The AvrA toxin injected by the type three secretion system of Salmonella Typhimurium works to inhibit the innate immune system by virtue of its serine/threonine acetyltransferase activity, and requires binding to eukaryotic target cell phytic acid (IP6). This leaves the host more susceptible to infection. In a 2011 paper, Yale University School of Medicine researchers described in detail how Salmonella is able to make these proteins line up in just the right sequence to invade host cells. "These mechanisms present us with novel targets that might form the basis for the development of an entirely new class of antimicrobials," said Professor Dr. Jorge Galan, senior author of the paper and the Lucille P. Markey Professor of Microbial Pathogenesis and chair of the Section of Microbial Pathogenesis at Yale. In the new National Institutes of Health-funded study, Galan and colleagues identify what they call a bacterial sorting platform, which attracts needed proteins and lines them up in a specific order. If the proteins do not line up properly, Salmonella, as well as many other bacterial pathogens, cannot "inject" them into host cells to commandeer host cell functions, the lab has found.
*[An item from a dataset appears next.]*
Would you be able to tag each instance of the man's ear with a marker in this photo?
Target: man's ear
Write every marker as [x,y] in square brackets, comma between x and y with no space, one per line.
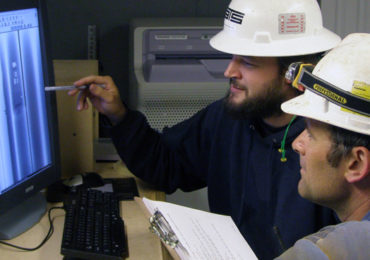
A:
[357,164]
Understanding how this machine works raises the possibility of new therapies that disable this protein delivery machine, thwarting the ability of the bacterium to become pathogenic. The process would not kill the bacteria as most antibiotics do, but would cripple its ability to do harm. In theory, this means bacteria such as Salmonella might not develop resistance to new therapies as quickly as they usually do to conventional antibiotics.
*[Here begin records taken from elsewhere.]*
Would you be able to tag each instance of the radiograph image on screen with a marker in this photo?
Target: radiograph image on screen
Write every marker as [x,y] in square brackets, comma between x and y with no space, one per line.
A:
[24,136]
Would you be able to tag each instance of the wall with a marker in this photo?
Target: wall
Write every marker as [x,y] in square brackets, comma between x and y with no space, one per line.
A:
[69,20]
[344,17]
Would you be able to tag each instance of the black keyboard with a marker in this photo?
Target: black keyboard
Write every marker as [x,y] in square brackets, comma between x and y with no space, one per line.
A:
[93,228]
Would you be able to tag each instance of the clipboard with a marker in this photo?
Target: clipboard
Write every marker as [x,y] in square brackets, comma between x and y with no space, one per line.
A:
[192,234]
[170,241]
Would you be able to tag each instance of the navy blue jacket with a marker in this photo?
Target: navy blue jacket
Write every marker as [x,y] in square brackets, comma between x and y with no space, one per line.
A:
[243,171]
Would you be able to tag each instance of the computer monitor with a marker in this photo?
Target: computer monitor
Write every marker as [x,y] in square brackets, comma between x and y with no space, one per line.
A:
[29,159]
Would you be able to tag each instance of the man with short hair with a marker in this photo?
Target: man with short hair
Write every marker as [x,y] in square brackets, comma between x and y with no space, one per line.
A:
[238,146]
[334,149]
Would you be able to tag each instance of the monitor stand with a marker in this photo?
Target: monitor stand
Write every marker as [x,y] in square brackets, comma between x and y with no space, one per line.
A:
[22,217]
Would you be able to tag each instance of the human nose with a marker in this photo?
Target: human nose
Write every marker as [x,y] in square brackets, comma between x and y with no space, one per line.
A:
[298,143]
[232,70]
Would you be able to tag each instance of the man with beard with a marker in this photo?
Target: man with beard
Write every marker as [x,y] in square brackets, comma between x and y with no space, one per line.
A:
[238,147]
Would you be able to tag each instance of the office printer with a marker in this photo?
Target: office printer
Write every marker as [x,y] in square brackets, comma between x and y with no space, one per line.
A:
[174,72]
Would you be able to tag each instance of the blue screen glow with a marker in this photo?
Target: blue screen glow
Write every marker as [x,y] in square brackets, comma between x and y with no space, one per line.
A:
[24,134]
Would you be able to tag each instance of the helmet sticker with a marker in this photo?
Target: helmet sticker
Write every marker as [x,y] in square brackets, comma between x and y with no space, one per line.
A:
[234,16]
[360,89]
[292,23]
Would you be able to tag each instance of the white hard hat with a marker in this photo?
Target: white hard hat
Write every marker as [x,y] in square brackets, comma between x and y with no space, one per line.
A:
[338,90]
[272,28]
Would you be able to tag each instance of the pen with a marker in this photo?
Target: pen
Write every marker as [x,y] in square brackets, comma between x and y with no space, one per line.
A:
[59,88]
Escherichia coli (commonly abbreviated E. coli) is a Gram-negative, facultative anaerobic, rod-shaped bacterium that is commonly found in the lower intestine of warm-blooded organisms (endotherms). Most E. coli strains are harmless, but some serotypes can cause serious food poisoning in humans, and are occasionally responsible for product recalls due to food contamination. The harmless strains are part of the normal flora of the gut, and can benefit their hosts by producing vitamin K2, and by preventing the establishment of pathogenic bacteria within the intestine.
E. coli and related bacteria constitute about 0.1% of gut flora, and fecal–oral transmission is the major route through which pathogenic strains of the bacterium cause disease. Cells are able to survive outside the body for a limited amount of time, which makes them ideal indicator organisms to test environmental samples for fecal contamination. There is, however, a growing body of research that has examined environmentally persistent E. coli which can survive for extended periods outside of the host.
The bacterium can be grown easily and inexpensively in a laboratory setting, and has been intensively investigated for over 60 years. E. coli is the most widely studied prokaryotic model organism, and an important species in the fields of biotechnology and microbiology, where it has served as the host organism for the majority of work with recombinant DNA.